Experimental pressure-head signals are present in Figure 2 for the two orifice diameters (d = 2.2 and 21 mm) and for configurations C1 and C2. The main differences in the pressure-head signals of configurations C1 and C2 include the pressurization times at each pressure transducer and the magnitude and timing of the pressure surge associated with the waterfront arrival at the downstream end. All tests start with the upstream valve opening at t = 0 s (Node 1).

Figure 2. Experimental pressure-head signals for C1 for (a) d = 2.2 and (b) d = 21 mm, and for C2 for (c) d = 2.2 mm and (d) d = 21 mm.

For configuration C1 with orifice d = 2.2 mm (Figure 2(a)), the air inside the pipe pressurizes simultaneously in all transducers. When the waterfront reaches PT2 at t = 11 s, the pressure-head increases due to a backward pressurization from the high point to the main pipe. Subsequent pressure-head signals steadily decrease as air is being released. Pressurization extends also to the side pipe, with water reaching PT3 at t = 23 s and PT4 at t = 32 s. A water hammer event is observed at t = 36 s when the waterfront reaches the downstream end orifice, nearly reaching a maximum value H = 1.5 m.

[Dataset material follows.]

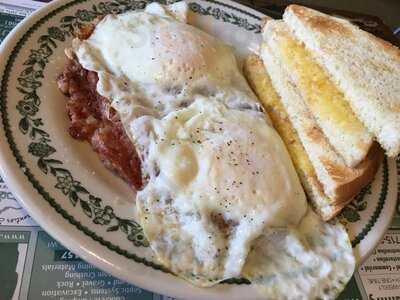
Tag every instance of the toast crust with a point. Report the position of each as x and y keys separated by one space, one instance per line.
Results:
x=349 y=181
x=364 y=67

For configuration C1 with d = 21 mm, Figure 2(b) shows that the pressure-head signals do not increase when the upstream valve is opened (t = 0 s). The pressure-head at PT2 increases at t = 7 s since the waterfront reaches the high point in the main pipe and backward pressurizes the pipe, filling the side pipe. The water reaches PT3 at t = 17 s and PT4 at t = 20 s, considerably sooner than in C1 since the waterfront elevation does not exceed the high point during the pipe filling (unlike the case for C1 and d = 2.2 mm) and the side pipe pressurization occurs before it is completely filled. A pressure-head increase is observed around t = 22 s due to the shock between the two waterfronts (from the main pipe and side pipe), which decreases when the waterfront reaches the downstream end. No significant pressure transient is observed since there is no orifice at the downstream end.

For configuration C2 with d = 2.2 mm (Figure 2(c)), air pressurization is observed as the pressure-head increases in all pressure transducers, stabilizing when the waterfront reaches their location (PT2 at t = 10 s, PT3 at t = 14 s and PT4 at t = 21 s). The waterfront reaches PT2 before PT3 and Node 6 pressurizes before the waterfront overtops the high point in the side pipe. Similar to the configuration C1 with d = 2.2 mm (Figure 2(a)), the pressure-head increases as the waterfront reaches each transducer. The filling process continues until the waterfront reaches the downstream end at t = 24 s, 13 s sooner than in configuration C1. The generated water hammer wave amplitude and frequency are lower than in the case of configuration C1 because of the higher damping effect from a larger entrapped air pocket volume.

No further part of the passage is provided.